Competing priorities
It is important to remember that one size does not fit all when it comes to setting up an ASL. Each company has to determine its compliance obligations based on where they do business, what types of business they engage in, their corporate structure, and attendant responsibilities for subsidiaries, affiliates and vendors.
No two institutions have identical ASLs as a result of these differences. In fact, curating the right content set is an essential element of creating a connected ASL. Doing so requires an upfront commitment to make sure that you have identified the resources you will need, and it’s a vital component for the long-term success of the project.
Every company faces competing priorities, so why should this type of compliance program management get a place at the head of the line? Well, there are a variety of negative outcomes for failing to maintain this library. Banks, credit unions and mortgage companies can faces fines, corrective action plans and consent orders, all of which can be costly and publicly embarrassing, eroding the confidence of your clients, business partners and even other regulators.
There have also been recent examples in which a record of poor compliance has caused regulators to place limitations on expansion into new geographic locations or lines of business, and to carefully scrutinize proposed mergers and acquisitions. In other words, if the organization cannot prove compliance with its current obligations, it may not be entrusted with new ones.
Delivering proof
Let’s assume that your company has created an ASL of the applicable laws, rules, regulations and guidance, and it is being maintained through a robust regulatory change process.
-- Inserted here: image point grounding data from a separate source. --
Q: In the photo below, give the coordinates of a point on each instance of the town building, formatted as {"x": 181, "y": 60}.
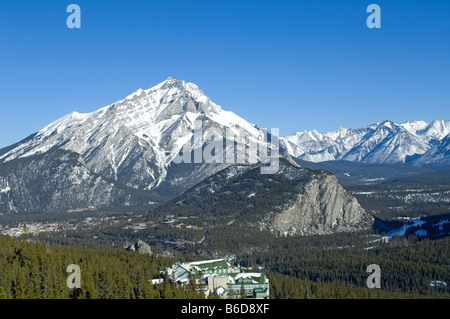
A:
{"x": 222, "y": 277}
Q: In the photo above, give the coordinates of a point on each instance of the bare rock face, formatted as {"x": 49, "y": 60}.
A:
{"x": 324, "y": 207}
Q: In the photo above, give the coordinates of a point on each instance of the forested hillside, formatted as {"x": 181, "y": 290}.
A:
{"x": 36, "y": 271}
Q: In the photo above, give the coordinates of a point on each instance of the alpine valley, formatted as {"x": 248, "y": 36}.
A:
{"x": 337, "y": 202}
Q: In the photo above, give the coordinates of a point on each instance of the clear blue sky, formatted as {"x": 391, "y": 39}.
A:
{"x": 294, "y": 65}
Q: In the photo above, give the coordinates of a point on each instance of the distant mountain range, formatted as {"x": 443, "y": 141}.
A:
{"x": 415, "y": 142}
{"x": 128, "y": 153}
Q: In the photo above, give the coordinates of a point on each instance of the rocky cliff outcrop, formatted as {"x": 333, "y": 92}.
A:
{"x": 323, "y": 207}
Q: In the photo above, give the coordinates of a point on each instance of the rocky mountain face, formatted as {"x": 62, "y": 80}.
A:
{"x": 324, "y": 207}
{"x": 382, "y": 143}
{"x": 167, "y": 138}
{"x": 57, "y": 182}
{"x": 293, "y": 201}
{"x": 137, "y": 140}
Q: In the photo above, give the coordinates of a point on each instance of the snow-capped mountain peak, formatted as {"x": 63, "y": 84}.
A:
{"x": 134, "y": 140}
{"x": 383, "y": 142}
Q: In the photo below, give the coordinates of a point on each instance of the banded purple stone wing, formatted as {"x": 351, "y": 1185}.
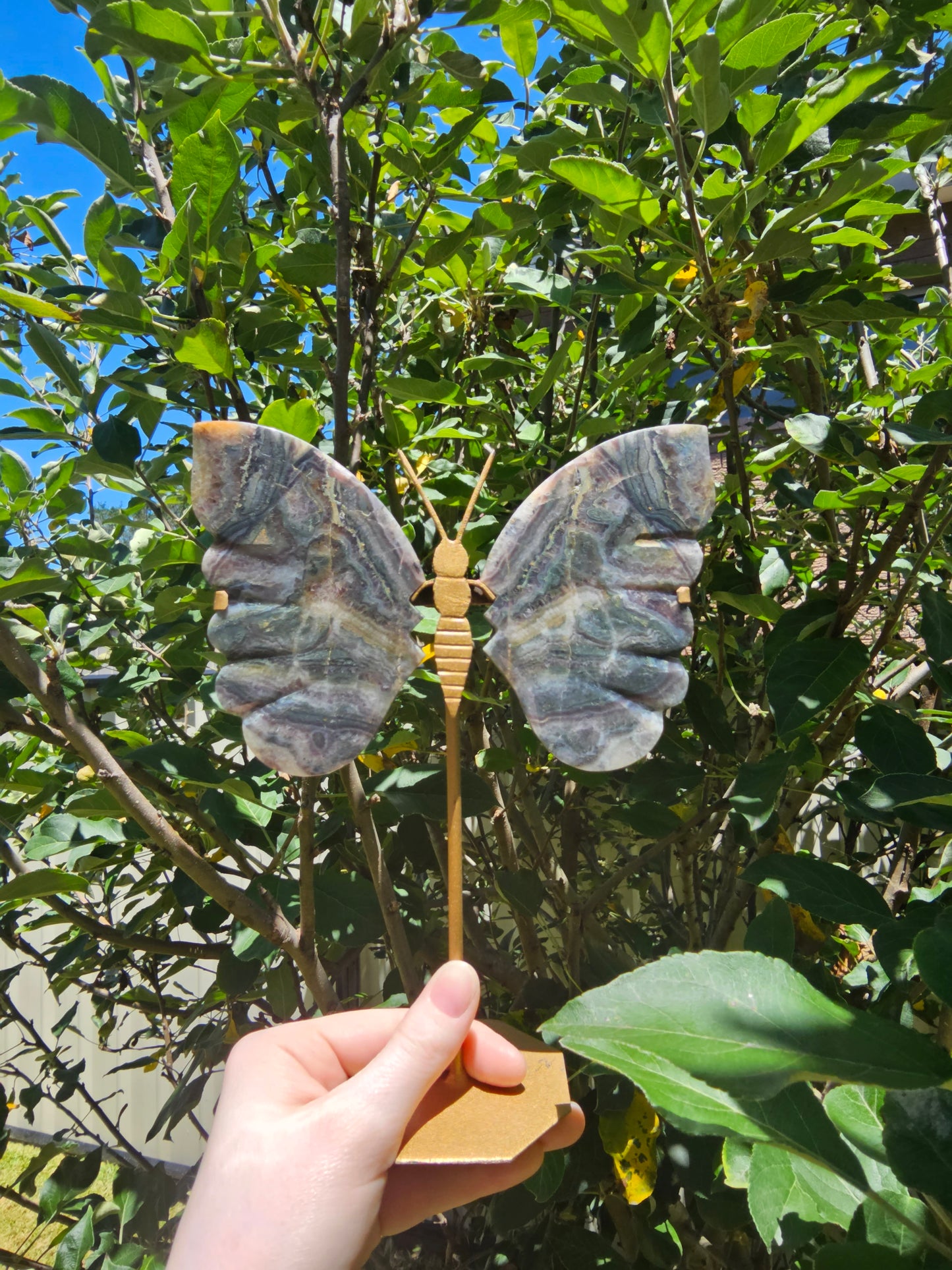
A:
{"x": 319, "y": 581}
{"x": 588, "y": 626}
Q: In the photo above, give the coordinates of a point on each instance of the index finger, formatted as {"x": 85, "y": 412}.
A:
{"x": 318, "y": 1054}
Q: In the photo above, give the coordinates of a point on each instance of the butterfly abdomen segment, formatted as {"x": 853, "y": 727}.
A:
{"x": 452, "y": 650}
{"x": 452, "y": 647}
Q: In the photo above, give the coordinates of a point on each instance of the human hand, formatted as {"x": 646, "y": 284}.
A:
{"x": 298, "y": 1170}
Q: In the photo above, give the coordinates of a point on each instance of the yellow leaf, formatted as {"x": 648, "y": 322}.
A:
{"x": 806, "y": 926}
{"x": 629, "y": 1137}
{"x": 756, "y": 297}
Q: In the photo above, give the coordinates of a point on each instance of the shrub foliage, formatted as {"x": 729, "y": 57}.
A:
{"x": 361, "y": 224}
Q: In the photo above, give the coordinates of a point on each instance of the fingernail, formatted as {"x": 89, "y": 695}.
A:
{"x": 453, "y": 987}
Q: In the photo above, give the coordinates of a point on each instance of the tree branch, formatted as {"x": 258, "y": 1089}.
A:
{"x": 82, "y": 738}
{"x": 382, "y": 883}
{"x": 937, "y": 221}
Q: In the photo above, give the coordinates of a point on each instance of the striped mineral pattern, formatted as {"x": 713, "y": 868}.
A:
{"x": 319, "y": 577}
{"x": 588, "y": 625}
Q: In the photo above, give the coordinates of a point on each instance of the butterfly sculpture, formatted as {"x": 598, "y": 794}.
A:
{"x": 315, "y": 582}
{"x": 589, "y": 589}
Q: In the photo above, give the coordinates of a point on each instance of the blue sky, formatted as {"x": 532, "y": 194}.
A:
{"x": 40, "y": 41}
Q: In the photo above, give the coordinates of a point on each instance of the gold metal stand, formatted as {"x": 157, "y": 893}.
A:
{"x": 462, "y": 1122}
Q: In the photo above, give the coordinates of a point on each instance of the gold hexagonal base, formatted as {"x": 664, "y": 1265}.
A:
{"x": 462, "y": 1122}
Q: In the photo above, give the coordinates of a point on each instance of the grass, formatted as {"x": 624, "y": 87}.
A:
{"x": 18, "y": 1223}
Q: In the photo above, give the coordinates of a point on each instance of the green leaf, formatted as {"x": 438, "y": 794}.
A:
{"x": 549, "y": 1178}
{"x": 851, "y": 1255}
{"x": 857, "y": 1113}
{"x": 102, "y": 220}
{"x": 183, "y": 763}
{"x": 937, "y": 625}
{"x": 578, "y": 1249}
{"x": 204, "y": 175}
{"x": 226, "y": 98}
{"x": 117, "y": 442}
{"x": 40, "y": 883}
{"x": 520, "y": 45}
{"x": 63, "y": 113}
{"x": 709, "y": 716}
{"x": 750, "y": 604}
{"x": 757, "y": 788}
{"x": 815, "y": 111}
{"x": 746, "y": 1024}
{"x": 206, "y": 347}
{"x": 235, "y": 975}
{"x": 50, "y": 229}
{"x": 934, "y": 956}
{"x": 70, "y": 1179}
{"x": 809, "y": 431}
{"x": 711, "y": 102}
{"x": 772, "y": 933}
{"x": 824, "y": 889}
{"x": 737, "y": 17}
{"x": 640, "y": 31}
{"x": 423, "y": 790}
{"x": 408, "y": 389}
{"x": 30, "y": 579}
{"x": 757, "y": 109}
{"x": 522, "y": 889}
{"x": 893, "y": 742}
{"x": 14, "y": 473}
{"x": 30, "y": 304}
{"x": 281, "y": 990}
{"x": 934, "y": 408}
{"x": 609, "y": 185}
{"x": 770, "y": 45}
{"x": 781, "y": 1183}
{"x": 136, "y": 27}
{"x": 55, "y": 355}
{"x": 809, "y": 678}
{"x": 918, "y": 1140}
{"x": 76, "y": 1244}
{"x": 347, "y": 909}
{"x": 300, "y": 418}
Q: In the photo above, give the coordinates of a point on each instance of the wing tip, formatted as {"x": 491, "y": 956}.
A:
{"x": 221, "y": 430}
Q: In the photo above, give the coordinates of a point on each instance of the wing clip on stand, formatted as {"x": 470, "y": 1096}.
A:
{"x": 462, "y": 1122}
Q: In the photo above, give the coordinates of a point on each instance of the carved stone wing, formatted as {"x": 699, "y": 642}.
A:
{"x": 588, "y": 626}
{"x": 319, "y": 581}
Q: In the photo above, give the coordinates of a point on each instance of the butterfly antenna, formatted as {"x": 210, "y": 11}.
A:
{"x": 476, "y": 493}
{"x": 418, "y": 487}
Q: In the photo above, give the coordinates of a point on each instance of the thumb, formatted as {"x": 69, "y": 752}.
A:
{"x": 419, "y": 1051}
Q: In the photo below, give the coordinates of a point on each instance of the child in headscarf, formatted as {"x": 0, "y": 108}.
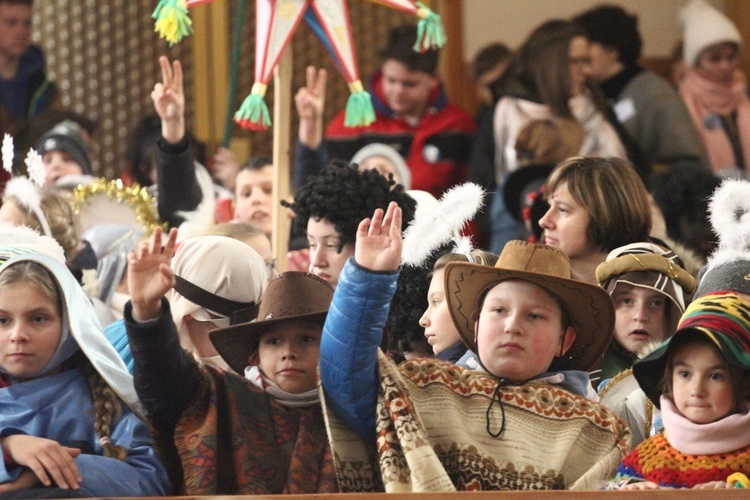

You still need to be able to answer whether you are compliant and offer proof. Being able to demonstrate, document and report compliance — whether to a regulator, an internal audit team or other stakeholders— is achieved through the following tasks:
- Identify the requisite laws, rules, regulations and guidance within your ASL, and establish a sustainable regulatory change management system.
- Validate the continued, connected completeness of your compliance program.
- Develop a comprehensive approach that allows you to report on the integrity of these systems.
A well-documented risk register and controls serve as sources of proof for your compliance program. Failure to perform risk and control assessments may result in these being done for you in a public manner by a regulatory agency.
You may be unsure who is responsible for a particular piece of the compliance program, or you may not have a reliable method to hand off work items within a specific team and across other business units. A spreadsheet that is edited by multiple people may have version-control issues.
Generally speaking, manual processes result in a high volume of busywork for skilled personnel and may not enable them to be able to see through the weeds. If manual processes are problematic, it’s time to think about automation.
Business sense
Effective management of your organization’s key risks, as well as its assessments and controls, is a must-have. It is supported by and through a dynamic ASL. This also makes good business sense and provides the owners of compliance risk management with daily risk intelligence.
A connected ASL provides your institution with documented decision making, task assignments and implementation steps, and it is centrally available to be monitored and reported on year after year. This can occur regardless of changes in leadership or other impacts to the organization.
In other words, you’ll know the laws, rules, regulations and guidance your institution needs to comply with because these are located in your ASL. You’ll know that your institution is in compliance because you’ve made the connections between your regulatory obligations and the elements of your compliance program that manage the risk, and you can prove you are in compliance through the recordkeeping and reporting capabilities of automation.